Dort platziert ein Kawasaki-Roboter vom Typ FD50 zunächst eine Leerpalette auf dem dafür vorgesehenen Platz und versieht diese mit einem Auflagepapier als Feuchtigkeitssperre. Danach beginnt der eigentliche Palettiervorgang. Nach der Ausrichtung wird der Karton mit einem Vakuumgreifer durch den Roboter auf der Palette platziert. Dieser Vorgang wiederholt sich, bis die Palette fertig bestückt ist.
All diese Vorgänge erledigt der Roboter mit einem Vakuumgreifersystem. Ein Werkzeugwechsel ist nicht notwendig. Fünf unterschiedliche Packmuster sind in der Steuerung hinterlegt. Nach Beendigung des Palettiervorgangs fährt die aufgestapelte Palette um einen Platz auf der Rollband weiter, wird mit einem Gabelhubwagen manuell entnommen und dem Lager zugeführt.
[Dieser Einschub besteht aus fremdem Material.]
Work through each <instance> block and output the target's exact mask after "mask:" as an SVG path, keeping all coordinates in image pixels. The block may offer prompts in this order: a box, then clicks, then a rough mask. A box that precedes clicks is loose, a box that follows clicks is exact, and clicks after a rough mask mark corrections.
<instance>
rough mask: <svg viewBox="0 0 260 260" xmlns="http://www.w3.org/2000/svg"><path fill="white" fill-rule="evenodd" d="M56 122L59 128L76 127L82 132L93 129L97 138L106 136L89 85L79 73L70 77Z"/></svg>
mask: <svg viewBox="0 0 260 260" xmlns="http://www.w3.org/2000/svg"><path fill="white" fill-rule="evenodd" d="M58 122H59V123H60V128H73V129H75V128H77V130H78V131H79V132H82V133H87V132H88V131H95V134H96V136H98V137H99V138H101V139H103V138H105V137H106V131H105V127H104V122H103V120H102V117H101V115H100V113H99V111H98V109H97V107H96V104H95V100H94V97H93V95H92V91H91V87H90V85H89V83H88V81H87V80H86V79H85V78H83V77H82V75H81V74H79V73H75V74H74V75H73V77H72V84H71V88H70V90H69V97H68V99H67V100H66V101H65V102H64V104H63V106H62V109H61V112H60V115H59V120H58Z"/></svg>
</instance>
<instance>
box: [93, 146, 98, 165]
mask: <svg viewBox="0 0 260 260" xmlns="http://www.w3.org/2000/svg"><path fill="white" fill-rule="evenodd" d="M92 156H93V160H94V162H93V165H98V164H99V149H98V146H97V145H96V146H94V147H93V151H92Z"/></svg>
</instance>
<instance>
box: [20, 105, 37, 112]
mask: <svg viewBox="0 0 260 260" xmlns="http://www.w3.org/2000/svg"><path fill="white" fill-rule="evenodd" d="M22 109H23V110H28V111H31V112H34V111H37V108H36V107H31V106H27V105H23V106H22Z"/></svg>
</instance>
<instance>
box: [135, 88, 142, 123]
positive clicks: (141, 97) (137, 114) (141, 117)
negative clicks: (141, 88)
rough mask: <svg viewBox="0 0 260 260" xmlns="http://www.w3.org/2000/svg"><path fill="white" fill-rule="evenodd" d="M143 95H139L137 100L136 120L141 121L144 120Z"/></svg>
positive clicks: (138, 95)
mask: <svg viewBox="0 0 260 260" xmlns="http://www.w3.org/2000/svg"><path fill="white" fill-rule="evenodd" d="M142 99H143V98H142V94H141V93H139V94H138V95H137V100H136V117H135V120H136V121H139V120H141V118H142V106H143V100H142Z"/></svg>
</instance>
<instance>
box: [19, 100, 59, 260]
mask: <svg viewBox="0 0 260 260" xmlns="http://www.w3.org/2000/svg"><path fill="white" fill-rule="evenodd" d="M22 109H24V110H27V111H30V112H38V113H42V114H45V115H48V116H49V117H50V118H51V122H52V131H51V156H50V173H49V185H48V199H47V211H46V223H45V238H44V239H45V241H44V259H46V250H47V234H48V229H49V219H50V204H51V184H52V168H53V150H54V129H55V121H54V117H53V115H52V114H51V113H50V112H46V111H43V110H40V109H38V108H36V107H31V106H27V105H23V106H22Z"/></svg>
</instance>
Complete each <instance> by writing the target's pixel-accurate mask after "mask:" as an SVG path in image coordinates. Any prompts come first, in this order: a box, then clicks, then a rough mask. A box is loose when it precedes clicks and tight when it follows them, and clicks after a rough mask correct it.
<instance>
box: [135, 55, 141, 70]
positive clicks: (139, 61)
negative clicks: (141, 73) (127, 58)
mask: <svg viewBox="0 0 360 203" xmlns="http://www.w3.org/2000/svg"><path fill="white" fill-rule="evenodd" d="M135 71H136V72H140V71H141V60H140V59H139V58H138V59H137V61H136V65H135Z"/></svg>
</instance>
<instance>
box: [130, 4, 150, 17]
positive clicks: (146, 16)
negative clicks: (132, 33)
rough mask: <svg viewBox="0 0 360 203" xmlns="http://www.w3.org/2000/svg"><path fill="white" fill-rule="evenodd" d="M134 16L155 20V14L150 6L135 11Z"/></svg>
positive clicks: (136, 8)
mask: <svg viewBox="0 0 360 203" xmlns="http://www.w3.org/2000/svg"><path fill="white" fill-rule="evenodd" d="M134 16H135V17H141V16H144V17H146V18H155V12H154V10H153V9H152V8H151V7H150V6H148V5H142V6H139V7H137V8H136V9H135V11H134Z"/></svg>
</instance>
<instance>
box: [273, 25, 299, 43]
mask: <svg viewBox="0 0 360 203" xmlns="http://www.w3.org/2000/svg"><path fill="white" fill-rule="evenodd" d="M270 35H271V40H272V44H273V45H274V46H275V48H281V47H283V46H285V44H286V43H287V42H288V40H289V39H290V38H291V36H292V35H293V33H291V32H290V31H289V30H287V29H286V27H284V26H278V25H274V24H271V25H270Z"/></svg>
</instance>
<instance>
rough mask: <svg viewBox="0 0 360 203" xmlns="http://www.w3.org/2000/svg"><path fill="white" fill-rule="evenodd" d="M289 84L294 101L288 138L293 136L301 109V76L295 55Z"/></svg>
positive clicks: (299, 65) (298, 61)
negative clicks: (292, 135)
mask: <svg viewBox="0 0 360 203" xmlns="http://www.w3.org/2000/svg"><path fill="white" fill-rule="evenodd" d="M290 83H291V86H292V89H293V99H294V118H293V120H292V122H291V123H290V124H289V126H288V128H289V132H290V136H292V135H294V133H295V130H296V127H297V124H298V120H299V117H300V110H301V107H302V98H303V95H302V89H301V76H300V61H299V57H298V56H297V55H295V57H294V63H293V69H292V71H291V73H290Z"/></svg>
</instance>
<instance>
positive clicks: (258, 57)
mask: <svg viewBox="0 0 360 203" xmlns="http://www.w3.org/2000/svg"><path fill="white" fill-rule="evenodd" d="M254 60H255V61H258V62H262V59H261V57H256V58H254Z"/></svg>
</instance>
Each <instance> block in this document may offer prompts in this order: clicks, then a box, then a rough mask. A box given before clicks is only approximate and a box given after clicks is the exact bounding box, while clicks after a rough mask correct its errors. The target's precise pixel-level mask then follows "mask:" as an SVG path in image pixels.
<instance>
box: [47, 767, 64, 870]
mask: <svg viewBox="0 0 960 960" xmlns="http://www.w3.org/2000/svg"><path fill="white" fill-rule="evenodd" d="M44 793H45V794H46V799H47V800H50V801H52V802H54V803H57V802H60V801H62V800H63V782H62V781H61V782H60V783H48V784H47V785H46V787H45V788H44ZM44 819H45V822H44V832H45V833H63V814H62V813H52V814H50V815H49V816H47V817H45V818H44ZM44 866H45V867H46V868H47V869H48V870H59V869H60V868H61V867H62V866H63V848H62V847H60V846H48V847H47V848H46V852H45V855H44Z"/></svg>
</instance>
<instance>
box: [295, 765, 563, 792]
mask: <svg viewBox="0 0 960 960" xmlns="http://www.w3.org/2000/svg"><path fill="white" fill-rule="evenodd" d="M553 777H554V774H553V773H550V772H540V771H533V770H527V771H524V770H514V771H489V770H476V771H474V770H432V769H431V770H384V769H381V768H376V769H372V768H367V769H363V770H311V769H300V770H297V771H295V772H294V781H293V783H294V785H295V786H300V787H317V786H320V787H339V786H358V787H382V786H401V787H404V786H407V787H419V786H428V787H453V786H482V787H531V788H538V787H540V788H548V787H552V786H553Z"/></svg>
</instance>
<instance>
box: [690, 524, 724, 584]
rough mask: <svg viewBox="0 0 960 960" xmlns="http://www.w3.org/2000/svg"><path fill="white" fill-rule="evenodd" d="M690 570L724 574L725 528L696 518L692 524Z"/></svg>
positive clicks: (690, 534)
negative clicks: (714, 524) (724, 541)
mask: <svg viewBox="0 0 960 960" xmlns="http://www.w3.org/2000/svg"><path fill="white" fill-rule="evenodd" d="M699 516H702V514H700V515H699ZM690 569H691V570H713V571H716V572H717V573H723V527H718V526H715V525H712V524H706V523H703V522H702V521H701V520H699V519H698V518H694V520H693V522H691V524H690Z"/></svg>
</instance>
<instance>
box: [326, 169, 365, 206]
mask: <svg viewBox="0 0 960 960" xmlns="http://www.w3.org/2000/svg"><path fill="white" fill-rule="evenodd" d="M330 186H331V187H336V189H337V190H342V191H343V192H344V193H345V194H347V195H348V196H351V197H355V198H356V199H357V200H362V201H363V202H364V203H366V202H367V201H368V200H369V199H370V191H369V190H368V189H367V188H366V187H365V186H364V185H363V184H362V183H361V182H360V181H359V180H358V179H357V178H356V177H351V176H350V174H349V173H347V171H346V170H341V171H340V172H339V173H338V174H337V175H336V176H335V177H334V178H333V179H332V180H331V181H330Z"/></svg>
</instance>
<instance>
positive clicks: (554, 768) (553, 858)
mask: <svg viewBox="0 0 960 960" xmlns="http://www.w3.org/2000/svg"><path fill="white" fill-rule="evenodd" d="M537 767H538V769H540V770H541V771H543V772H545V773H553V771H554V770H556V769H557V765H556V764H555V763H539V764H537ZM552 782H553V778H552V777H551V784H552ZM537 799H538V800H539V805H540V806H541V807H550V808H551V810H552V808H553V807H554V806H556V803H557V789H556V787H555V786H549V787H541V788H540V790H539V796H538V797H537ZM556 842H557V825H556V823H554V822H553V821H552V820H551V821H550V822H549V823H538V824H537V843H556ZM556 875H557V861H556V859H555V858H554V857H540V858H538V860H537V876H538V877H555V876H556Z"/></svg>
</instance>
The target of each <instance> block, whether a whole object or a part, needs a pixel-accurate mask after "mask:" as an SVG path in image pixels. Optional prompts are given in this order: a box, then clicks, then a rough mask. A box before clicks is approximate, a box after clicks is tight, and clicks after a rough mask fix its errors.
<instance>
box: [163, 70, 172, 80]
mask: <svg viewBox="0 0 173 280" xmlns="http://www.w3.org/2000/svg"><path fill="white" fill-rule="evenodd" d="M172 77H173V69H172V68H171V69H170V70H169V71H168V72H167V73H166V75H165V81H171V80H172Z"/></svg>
Die Verpackungsanlage bei Mera basiert auf einer Entwicklung des Systempartners Vanderloo GmbH aus Saerbeck und Kawasaki. Herzstück der Anlage ist die kompakte Palettierzelle, die einen variablen Einsatz garantiert und sich ohne größere Umbauten in neue, aber auch bereits bestehende Produktionsanlagen integrieren lässt. Die Zelle steht komplett auf einer kompakten, staplerfähigen Grundplatte mit Gewindebohrungen als Basismodul für unterschiedliche Zellenkonzepte. Der Gesamtaufbau inklusive der Programmierung findet vorab beim Systemhaus statt, wodurch die Integrationszeit beim Kunden minimiert wird.
Die Zelle wird fertig montiert auf einem herkömmlichen Lkw dem Endkunden angeliefert. Durch diese Vorgehensweise wird die Projektdurchlaufzeit von der Idee bis hin zur Fertigstellung auf Durchlaufzeiten zwischen 4 bis 8 Wochen erheblich verkürzt.